On Tuesday Mr. Jawad sent a signal to the Obama administration before the president delivered his address at West Point, trying to counter criticism of his government and warning against time limits on withdrawing U.S. and allied troops.

“We are ready to take responsibility of our country’s security in five years,” he told the Atlantic Partnership in Washington. “Within the next three years, we want to lead and conduct military operations independently.”

He said Afghan forces are in charge in the capital, Kabul, and hope to control other regions on a “province-to-province basis.”

Mr.
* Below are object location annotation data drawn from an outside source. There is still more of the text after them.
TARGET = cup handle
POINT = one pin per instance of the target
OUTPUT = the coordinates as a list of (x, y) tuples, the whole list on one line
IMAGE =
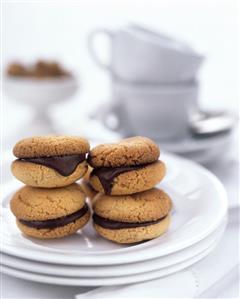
[(105, 113), (92, 49)]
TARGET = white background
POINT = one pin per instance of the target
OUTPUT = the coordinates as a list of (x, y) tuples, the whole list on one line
[(55, 29)]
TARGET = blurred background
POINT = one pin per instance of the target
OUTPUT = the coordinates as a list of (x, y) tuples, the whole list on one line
[(164, 69)]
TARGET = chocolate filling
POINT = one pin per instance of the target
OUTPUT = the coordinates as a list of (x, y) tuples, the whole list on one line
[(112, 224), (106, 175), (58, 222), (65, 165)]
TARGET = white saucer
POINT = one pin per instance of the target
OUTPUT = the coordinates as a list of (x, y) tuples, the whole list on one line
[(73, 281), (200, 204), (201, 150), (115, 270)]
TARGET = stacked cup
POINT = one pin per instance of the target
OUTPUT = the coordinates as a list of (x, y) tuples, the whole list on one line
[(51, 205), (128, 208), (154, 87)]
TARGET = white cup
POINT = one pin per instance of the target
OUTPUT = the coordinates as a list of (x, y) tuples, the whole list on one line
[(141, 55), (159, 112)]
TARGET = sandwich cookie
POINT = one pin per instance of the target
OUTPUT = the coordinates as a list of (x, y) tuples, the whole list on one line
[(50, 213), (50, 161), (132, 218), (126, 167)]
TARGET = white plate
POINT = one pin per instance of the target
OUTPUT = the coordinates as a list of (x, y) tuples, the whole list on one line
[(200, 204), (115, 270), (192, 144), (105, 281)]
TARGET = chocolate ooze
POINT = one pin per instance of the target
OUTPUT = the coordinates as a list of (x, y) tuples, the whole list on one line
[(112, 224), (65, 165), (106, 175), (58, 222)]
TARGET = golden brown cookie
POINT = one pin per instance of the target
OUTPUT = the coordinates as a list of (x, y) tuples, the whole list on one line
[(50, 161), (127, 152), (50, 213), (128, 180), (88, 190), (132, 218), (126, 167)]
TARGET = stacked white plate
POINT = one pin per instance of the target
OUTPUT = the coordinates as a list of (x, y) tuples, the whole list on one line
[(86, 259)]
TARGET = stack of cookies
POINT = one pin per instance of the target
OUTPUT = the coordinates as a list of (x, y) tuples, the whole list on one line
[(128, 209), (51, 205)]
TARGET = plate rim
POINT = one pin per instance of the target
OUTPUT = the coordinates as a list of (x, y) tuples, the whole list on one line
[(222, 198)]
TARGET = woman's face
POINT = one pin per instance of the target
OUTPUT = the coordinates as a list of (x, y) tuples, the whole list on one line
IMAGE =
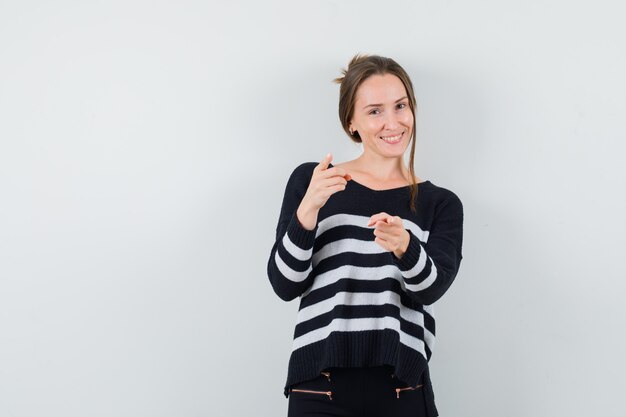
[(381, 113)]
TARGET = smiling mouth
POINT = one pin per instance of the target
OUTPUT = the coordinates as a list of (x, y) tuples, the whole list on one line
[(392, 139)]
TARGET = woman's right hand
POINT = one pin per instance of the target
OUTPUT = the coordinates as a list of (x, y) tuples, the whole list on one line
[(324, 183)]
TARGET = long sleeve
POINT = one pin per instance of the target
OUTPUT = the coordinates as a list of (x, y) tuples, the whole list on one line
[(429, 269), (289, 265)]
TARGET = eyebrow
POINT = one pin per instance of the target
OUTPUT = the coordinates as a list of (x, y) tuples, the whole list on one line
[(380, 104)]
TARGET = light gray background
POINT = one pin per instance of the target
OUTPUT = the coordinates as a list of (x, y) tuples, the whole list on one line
[(145, 147)]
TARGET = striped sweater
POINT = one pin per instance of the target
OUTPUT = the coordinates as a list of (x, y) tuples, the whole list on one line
[(360, 305)]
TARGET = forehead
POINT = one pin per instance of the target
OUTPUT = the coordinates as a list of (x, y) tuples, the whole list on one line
[(380, 89)]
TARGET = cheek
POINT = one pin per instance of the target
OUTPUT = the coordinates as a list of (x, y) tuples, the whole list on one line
[(408, 119)]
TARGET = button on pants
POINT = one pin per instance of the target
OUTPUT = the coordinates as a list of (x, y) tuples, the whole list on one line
[(360, 392)]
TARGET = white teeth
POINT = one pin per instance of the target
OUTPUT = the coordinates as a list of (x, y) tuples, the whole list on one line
[(391, 138)]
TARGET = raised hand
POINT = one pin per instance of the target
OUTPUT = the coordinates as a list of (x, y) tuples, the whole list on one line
[(390, 233), (324, 183)]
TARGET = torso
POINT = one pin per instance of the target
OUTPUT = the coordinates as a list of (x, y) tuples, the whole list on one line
[(364, 179)]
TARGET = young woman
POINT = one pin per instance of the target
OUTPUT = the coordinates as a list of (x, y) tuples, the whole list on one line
[(368, 256)]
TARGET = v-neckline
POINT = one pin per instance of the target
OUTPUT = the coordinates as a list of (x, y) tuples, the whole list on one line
[(403, 187)]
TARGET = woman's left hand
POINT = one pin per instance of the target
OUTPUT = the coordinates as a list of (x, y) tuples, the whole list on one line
[(390, 233)]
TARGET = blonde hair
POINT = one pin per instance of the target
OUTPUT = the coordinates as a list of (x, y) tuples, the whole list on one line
[(360, 68)]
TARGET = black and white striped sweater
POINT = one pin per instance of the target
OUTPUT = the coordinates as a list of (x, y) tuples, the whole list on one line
[(359, 304)]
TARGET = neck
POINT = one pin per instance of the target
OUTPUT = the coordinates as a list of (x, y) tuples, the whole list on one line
[(381, 168)]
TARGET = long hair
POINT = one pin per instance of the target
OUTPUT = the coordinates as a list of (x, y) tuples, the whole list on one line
[(359, 69)]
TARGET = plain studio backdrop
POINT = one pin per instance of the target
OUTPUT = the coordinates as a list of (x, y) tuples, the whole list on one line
[(145, 148)]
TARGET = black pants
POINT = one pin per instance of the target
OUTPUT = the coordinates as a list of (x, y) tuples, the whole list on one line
[(358, 392)]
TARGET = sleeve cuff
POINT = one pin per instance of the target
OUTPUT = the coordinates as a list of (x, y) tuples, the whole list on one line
[(303, 238), (412, 254)]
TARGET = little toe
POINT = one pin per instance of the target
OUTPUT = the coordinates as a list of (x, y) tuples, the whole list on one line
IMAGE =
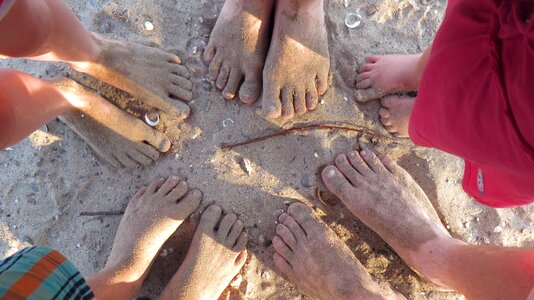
[(250, 89), (222, 79), (241, 242), (234, 233), (177, 192), (234, 80), (214, 68), (281, 248), (283, 265), (373, 162), (312, 99), (226, 224), (288, 106), (300, 102), (336, 182), (364, 84), (188, 204), (270, 103), (210, 218), (167, 186), (285, 234), (294, 227), (343, 165)]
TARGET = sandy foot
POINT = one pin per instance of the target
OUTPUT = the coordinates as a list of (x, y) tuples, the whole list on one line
[(238, 46), (395, 114), (298, 63), (385, 197), (116, 136), (313, 258), (146, 73), (151, 217), (216, 255), (386, 74)]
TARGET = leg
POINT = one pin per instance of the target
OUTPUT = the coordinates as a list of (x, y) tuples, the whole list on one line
[(238, 46), (313, 258), (298, 63), (41, 273), (387, 199), (388, 74), (48, 30), (216, 255), (151, 217)]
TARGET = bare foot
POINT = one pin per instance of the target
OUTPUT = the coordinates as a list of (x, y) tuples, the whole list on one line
[(146, 73), (313, 258), (238, 46), (216, 255), (116, 136), (395, 114), (298, 63), (387, 74), (385, 197), (151, 217)]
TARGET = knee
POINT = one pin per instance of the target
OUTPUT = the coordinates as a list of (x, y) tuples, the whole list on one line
[(24, 28)]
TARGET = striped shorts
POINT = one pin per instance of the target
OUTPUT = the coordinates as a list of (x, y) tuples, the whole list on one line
[(41, 273)]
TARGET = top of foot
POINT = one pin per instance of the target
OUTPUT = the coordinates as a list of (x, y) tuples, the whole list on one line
[(237, 48), (385, 197), (313, 258), (149, 74), (297, 66), (382, 75)]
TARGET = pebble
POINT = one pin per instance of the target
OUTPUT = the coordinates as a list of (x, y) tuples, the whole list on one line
[(266, 275), (148, 26)]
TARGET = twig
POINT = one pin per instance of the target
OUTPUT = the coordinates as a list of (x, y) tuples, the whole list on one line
[(101, 213), (226, 147)]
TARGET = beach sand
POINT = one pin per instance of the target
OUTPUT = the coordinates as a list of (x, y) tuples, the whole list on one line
[(52, 177)]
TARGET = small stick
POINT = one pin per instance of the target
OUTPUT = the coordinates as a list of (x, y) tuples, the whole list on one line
[(226, 147), (102, 213)]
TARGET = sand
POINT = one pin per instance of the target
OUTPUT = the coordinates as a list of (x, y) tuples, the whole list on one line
[(52, 177)]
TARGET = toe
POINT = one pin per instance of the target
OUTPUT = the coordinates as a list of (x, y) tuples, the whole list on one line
[(336, 182), (312, 99), (209, 53), (281, 248), (226, 224), (271, 104), (358, 163), (250, 89), (168, 186), (177, 192), (347, 169), (283, 265), (222, 79), (285, 234), (179, 92), (157, 139), (215, 66), (234, 80), (234, 233), (180, 71), (182, 82), (303, 215), (372, 161), (154, 186), (365, 95), (365, 84), (300, 102), (295, 228), (187, 205), (288, 106), (210, 218), (241, 242)]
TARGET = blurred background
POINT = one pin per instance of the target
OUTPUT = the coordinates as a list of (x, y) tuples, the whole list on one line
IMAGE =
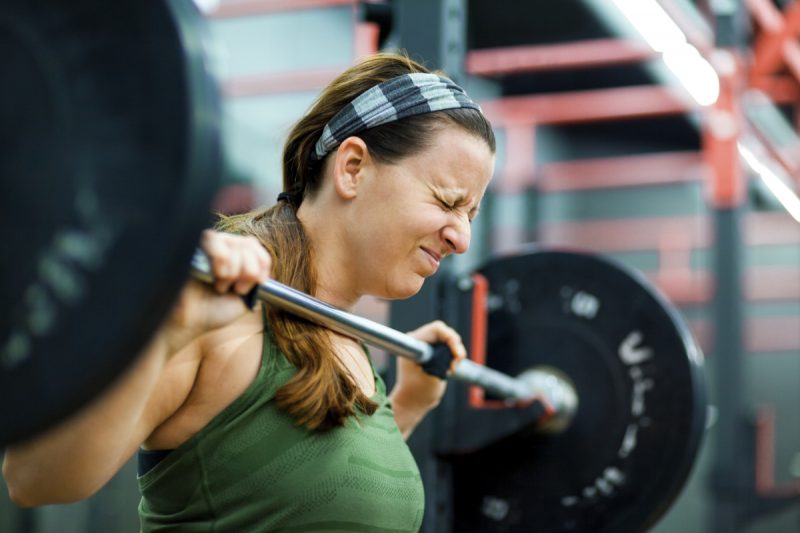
[(661, 133)]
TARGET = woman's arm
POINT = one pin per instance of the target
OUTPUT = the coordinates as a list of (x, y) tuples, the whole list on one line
[(416, 393), (76, 458)]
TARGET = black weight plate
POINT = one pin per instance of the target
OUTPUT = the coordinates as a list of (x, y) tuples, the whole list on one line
[(110, 158), (638, 374)]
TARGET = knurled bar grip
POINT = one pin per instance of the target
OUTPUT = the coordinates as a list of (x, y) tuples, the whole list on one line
[(436, 359)]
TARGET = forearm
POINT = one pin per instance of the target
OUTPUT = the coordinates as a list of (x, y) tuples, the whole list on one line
[(77, 457)]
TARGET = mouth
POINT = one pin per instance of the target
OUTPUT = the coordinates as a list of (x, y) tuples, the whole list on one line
[(433, 257)]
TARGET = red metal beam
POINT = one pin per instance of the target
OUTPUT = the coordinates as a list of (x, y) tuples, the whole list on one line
[(628, 171), (765, 459), (588, 53), (776, 43), (631, 234), (780, 89), (586, 106), (245, 8)]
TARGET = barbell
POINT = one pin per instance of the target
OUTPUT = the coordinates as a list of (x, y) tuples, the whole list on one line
[(111, 156)]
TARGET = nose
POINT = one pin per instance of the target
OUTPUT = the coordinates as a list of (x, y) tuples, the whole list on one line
[(457, 235)]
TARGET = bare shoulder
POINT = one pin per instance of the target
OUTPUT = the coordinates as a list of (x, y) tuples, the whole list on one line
[(202, 380)]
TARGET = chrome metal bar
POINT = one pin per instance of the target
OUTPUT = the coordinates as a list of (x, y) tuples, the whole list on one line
[(391, 340)]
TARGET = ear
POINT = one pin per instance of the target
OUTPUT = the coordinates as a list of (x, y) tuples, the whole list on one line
[(350, 166)]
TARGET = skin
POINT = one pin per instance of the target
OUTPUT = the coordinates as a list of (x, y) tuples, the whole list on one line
[(392, 224)]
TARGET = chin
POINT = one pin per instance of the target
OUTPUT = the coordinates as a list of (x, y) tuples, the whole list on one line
[(406, 290)]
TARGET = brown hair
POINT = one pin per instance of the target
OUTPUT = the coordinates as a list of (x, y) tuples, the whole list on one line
[(322, 394)]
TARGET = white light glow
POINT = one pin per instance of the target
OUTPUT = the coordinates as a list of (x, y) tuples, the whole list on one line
[(207, 6), (694, 72), (655, 25), (778, 187), (681, 58)]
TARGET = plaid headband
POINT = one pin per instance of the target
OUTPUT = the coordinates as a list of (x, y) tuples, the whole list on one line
[(400, 97)]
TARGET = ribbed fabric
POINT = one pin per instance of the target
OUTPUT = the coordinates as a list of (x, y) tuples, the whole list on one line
[(252, 469)]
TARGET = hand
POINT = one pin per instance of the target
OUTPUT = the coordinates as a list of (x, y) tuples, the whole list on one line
[(415, 389), (238, 264)]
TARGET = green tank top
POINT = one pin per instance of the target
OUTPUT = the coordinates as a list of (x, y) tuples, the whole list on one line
[(253, 469)]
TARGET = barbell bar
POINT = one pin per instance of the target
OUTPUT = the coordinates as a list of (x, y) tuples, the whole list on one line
[(556, 393)]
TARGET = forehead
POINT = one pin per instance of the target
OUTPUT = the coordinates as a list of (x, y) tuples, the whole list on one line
[(456, 159)]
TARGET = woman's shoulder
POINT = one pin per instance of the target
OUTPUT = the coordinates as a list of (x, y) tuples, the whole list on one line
[(198, 385)]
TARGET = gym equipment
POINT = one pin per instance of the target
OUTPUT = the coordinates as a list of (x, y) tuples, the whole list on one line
[(111, 155)]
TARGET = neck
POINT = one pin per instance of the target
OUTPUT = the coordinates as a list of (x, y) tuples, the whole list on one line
[(335, 276)]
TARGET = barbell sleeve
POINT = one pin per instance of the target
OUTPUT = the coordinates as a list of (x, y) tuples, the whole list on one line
[(303, 305)]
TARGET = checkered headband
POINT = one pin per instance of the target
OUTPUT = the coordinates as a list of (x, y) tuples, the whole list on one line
[(400, 97)]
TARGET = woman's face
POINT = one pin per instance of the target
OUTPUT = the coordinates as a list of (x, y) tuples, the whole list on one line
[(411, 214)]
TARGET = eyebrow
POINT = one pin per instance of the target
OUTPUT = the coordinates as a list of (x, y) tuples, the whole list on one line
[(459, 199)]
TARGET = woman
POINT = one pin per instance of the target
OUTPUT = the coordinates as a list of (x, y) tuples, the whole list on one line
[(258, 421)]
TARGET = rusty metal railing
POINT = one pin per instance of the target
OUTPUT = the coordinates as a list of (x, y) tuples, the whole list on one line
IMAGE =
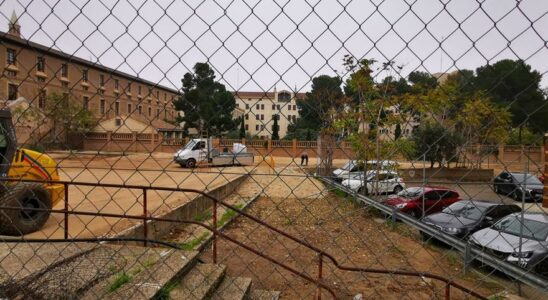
[(145, 218)]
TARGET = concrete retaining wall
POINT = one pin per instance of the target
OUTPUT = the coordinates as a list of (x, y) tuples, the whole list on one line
[(186, 212)]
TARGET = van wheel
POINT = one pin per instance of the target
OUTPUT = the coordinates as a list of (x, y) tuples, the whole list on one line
[(18, 222), (191, 163)]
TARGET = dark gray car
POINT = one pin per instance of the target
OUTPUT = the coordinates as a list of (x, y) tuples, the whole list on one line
[(463, 218), (517, 185), (503, 240)]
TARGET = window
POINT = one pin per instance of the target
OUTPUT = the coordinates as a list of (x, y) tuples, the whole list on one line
[(284, 96), (64, 70), (86, 102), (102, 106), (11, 57), (40, 64), (12, 92), (42, 99)]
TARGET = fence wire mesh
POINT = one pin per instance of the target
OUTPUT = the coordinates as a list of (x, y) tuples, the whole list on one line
[(273, 149)]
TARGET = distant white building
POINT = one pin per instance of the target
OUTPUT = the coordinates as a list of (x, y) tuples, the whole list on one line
[(260, 109)]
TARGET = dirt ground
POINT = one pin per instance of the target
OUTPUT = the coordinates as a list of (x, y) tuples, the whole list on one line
[(356, 238)]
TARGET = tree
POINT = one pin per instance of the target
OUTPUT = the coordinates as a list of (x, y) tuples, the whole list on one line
[(397, 131), (435, 143), (242, 128), (206, 103), (512, 84), (316, 110), (275, 128)]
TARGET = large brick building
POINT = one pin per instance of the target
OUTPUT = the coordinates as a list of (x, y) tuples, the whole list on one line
[(260, 109), (34, 71)]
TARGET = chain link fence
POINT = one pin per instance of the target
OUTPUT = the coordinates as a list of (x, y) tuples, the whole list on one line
[(273, 149)]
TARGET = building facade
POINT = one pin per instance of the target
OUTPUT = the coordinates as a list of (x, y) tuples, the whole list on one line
[(260, 109), (34, 71)]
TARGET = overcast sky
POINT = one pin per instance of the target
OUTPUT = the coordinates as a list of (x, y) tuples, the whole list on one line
[(256, 45)]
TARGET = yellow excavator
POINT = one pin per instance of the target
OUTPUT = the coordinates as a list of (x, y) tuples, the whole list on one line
[(20, 164)]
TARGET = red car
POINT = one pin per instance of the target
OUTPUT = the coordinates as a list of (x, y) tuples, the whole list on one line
[(410, 200)]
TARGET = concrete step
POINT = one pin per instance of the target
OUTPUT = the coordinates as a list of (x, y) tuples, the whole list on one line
[(233, 288), (200, 283), (255, 294), (133, 260), (154, 279)]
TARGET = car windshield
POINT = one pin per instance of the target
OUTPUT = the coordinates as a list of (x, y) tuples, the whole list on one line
[(466, 210), (411, 192), (529, 229), (190, 145), (526, 179), (348, 166)]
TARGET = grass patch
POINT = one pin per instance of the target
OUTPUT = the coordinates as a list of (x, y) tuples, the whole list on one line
[(165, 291), (203, 216), (229, 214), (120, 279), (190, 245)]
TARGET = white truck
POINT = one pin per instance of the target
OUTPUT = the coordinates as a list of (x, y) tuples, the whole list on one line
[(202, 151)]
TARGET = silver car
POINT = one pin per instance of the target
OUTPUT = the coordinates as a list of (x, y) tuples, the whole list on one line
[(503, 240)]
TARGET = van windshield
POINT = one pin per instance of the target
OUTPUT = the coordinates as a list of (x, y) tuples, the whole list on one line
[(190, 145)]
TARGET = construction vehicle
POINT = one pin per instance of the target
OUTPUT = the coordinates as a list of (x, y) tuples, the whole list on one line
[(199, 151), (20, 164)]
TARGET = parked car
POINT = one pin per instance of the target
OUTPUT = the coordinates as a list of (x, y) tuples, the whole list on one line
[(516, 185), (376, 183), (357, 169), (503, 240), (463, 218), (411, 200)]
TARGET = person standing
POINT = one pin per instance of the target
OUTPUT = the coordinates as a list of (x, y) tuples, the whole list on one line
[(304, 158)]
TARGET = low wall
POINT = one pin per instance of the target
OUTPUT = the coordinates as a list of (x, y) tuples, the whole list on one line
[(185, 212), (452, 174)]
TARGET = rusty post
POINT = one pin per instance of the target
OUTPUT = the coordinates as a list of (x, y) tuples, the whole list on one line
[(320, 275), (145, 213), (66, 210), (214, 234)]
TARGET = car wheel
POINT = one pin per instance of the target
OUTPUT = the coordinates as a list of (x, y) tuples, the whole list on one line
[(191, 163)]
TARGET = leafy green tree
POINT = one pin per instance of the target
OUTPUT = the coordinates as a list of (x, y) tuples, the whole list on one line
[(242, 128), (316, 111), (275, 128), (206, 103), (435, 143), (513, 84)]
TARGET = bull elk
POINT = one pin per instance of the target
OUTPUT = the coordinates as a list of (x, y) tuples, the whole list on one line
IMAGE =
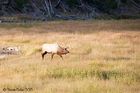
[(53, 49)]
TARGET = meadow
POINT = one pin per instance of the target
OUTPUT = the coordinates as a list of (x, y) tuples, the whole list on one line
[(104, 57)]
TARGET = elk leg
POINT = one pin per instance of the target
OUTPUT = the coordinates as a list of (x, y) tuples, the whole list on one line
[(52, 56), (60, 56), (43, 55)]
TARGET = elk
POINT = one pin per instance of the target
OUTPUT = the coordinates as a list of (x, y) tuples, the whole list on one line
[(53, 49)]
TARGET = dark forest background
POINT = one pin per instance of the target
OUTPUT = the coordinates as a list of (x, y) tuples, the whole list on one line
[(45, 10)]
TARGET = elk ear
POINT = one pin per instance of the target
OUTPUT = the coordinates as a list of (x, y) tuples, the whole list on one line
[(66, 47)]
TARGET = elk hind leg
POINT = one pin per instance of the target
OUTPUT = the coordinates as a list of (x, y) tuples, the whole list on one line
[(43, 54), (60, 56)]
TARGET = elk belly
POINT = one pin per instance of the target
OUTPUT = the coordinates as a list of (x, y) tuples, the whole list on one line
[(49, 48)]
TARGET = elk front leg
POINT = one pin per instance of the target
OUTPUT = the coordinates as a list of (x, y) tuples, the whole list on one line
[(52, 56), (60, 56)]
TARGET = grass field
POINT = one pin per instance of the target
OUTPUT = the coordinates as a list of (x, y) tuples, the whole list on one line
[(104, 57)]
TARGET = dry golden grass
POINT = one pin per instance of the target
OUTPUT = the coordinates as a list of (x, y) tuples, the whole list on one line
[(104, 57)]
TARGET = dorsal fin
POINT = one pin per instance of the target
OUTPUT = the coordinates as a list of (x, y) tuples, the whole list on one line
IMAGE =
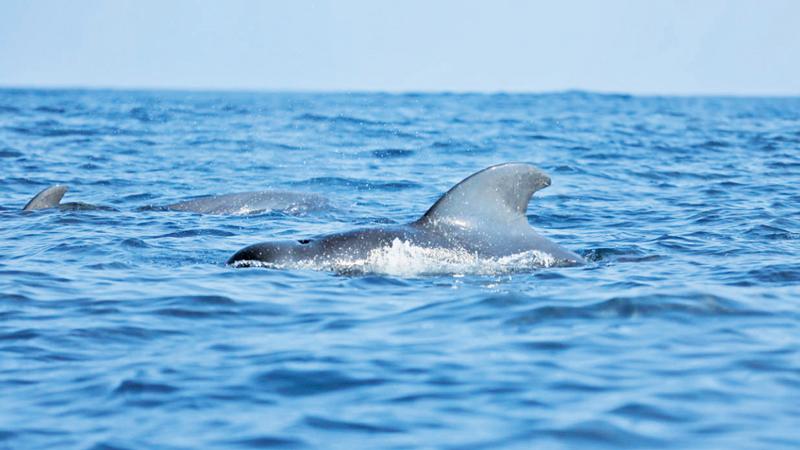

Jawad said Afghan forces are fighting alongside U.S. and other foreign troops.

“On average, three Afghan National Police officers are dying every day defending Afghanistan,” he said.

Mr. Jawad defended Afghan President Hamid Karzai against U.S. criticism of widespread corruption in his government.

“We heard very clearly your message about corruption and governance,” he said. “We know that our government institutions are not fully functional.”

However, he added, the government is cracking down on corruption with the arrest of more than 600 officials this year and with investigations against a dozen former and current government ministers.

“Fighting corruption cannot be accomplished by undermining the leadership of the country,” he said.

Mr. Jawad acknowledged that many Americans are growing disenchanted with the war in Afghanistan, which began with a U.S. invasion in 2001 to overthrow the Taliban, which sheltered Osama bin Laden and his terrorist al Qaeda network. However, Americans need to be reminded of the reasons they are in Afghanistan, he said.

“The mission is clear,” he said. “This is America’s war to destroy, disrupt and dismantle al Qaeda and NATO’s battle for regional and global security, as well as Afghanistan’s struggle for survival.”

MISSION EXPANDED

The United States is expanding its diplomatic mission in Afghanistan to underscore its dedication to the nation, U.S. Ambassador Karl Eikenberry said this week.

“We have a long-term commitment to the government of Afghanistan. We have a long-term commitment to the people of Afghanistan,” he said at a ceremony in Kabul where he signed a lease on land for the first U.S. consulate in the country.

The consulate in the northern city of Mazar-e-Sharif will open next year, he said. The ambassador added that the United States has plans for another consulate, in the western city of Herat, near the border with Iran.

“The signing of this lease to establish our first consulate … with plans to establish one in Herat, that’s a sign of commitment,” he added.